August 8, 2007

You wait all year for a story about buses, then two come along at the same time!
Hot on the exhaust pipe of last week's blog posting about bus drivers threatening strike action over a lack of toliet facilities, Guru hears news of an innovative employee benefits scheme offering... tax-free bus travel.
Now, this may not fill employees with as much excitement as, say, a company car, mobile phone and laptop, but a perk is a perk - right?
An eager and rather 'worthy' press release announces:
Incentive and motivation firm Motivcom is introducing tax-free bus travel through its Greentravel2work scheme. The new initiative allows staff and employers to benefit from significant savings on travel, as well as show commitment to more environmentally-friendly travel.Through the Greentravel2work scheme, employees are given the option to choose an annual bus pass and pay for it monthly through their salary by deduction from their pay. This payment, which is exempt from income tax, will offer savings of up to 41% for employees and up to 12.8% on National Insurance (NI) for employers.
Many local authorities, major public and private sector employers have already confirmed interest and are working with Motivcom to develop schemes for their staff. Nottingham City Council is pioneering the launch of the scheme for its 12,800 employees.
This is a major new initiative for which there is already enormous demand. Everyone wins – the employee, the employer, bus operators and the environment.

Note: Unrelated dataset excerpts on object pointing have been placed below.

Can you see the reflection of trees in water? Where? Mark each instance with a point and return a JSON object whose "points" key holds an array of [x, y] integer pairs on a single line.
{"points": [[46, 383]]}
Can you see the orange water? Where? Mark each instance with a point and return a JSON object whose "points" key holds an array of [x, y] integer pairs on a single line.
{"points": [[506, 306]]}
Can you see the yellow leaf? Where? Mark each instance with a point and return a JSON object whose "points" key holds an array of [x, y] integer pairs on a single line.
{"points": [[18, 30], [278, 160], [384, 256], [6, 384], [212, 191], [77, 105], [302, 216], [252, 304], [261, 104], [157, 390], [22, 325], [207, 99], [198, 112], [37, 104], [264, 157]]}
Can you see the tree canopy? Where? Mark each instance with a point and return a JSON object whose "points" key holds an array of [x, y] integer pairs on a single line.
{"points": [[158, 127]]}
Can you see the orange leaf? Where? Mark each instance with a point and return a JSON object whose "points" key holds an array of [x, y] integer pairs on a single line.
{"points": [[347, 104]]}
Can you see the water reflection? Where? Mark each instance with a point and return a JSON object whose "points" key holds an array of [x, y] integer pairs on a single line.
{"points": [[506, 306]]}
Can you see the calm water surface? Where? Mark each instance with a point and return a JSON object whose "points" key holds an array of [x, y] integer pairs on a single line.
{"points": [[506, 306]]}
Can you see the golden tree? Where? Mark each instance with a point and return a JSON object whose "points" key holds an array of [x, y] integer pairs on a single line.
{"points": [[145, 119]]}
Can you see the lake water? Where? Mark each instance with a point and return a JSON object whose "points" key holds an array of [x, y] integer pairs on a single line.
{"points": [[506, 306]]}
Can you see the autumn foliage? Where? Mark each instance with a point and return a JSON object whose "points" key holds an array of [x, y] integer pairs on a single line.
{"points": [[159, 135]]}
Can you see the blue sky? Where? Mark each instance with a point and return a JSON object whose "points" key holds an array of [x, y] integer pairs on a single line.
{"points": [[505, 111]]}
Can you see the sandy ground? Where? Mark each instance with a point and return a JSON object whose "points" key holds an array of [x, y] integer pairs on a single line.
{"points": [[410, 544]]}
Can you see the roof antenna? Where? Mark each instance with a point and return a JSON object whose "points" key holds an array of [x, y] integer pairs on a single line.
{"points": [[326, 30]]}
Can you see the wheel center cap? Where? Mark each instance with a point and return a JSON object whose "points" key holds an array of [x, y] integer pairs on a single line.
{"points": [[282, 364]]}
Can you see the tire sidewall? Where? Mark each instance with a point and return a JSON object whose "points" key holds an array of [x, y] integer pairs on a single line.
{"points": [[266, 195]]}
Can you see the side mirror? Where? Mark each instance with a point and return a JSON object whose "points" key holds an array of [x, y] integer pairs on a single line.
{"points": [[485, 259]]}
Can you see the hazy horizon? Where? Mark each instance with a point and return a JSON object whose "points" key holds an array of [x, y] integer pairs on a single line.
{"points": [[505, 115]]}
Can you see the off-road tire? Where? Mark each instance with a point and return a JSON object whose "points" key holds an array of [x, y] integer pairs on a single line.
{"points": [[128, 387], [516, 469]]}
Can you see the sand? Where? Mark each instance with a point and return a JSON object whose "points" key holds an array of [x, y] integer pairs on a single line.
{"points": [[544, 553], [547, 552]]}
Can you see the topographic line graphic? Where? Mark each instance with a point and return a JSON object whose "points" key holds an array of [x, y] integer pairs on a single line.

But does everyone really win? The bus operators win, for sure. The environment is a less obvious winner, as quarter-full buses belch out their particulate-dense emissions, stopping every two minutes to hold up the traffic and slow down average journey times (meaning everyone's engines are running for longer).
And then there's the image problem. Personally, Guru rather subscribes to the Margaret Thatcher school of public transport philosophy. In 1986, the Iron Lady famously (or was it apocryphally?) said: "A man who, beyond the age of 26, finds himself on a bus can count himself as a failure." (Margaret Thatcher, 1986)
As usual, she was right.
Guru would rather take a London rickshaw than a London bus - and that's saying something. The typical bus experience usually brings one into contact with one or more of the following undesirable groups: squabbling schoolkids; grumbling pensioners; ipod noise polluters; back-pack wearing terrorists; adult Harry Potter readers; numerous Vicky Pollards and their discipline-free children; gangster wannabes; and people who have lost their driving licences.
So here's a warning to all those comp & ben specialists out there. If someone offers Guru a bus pass in lieu of salary - even if it is tax free - they will subsequently have to remove it from deep within an intimate bodily orifice.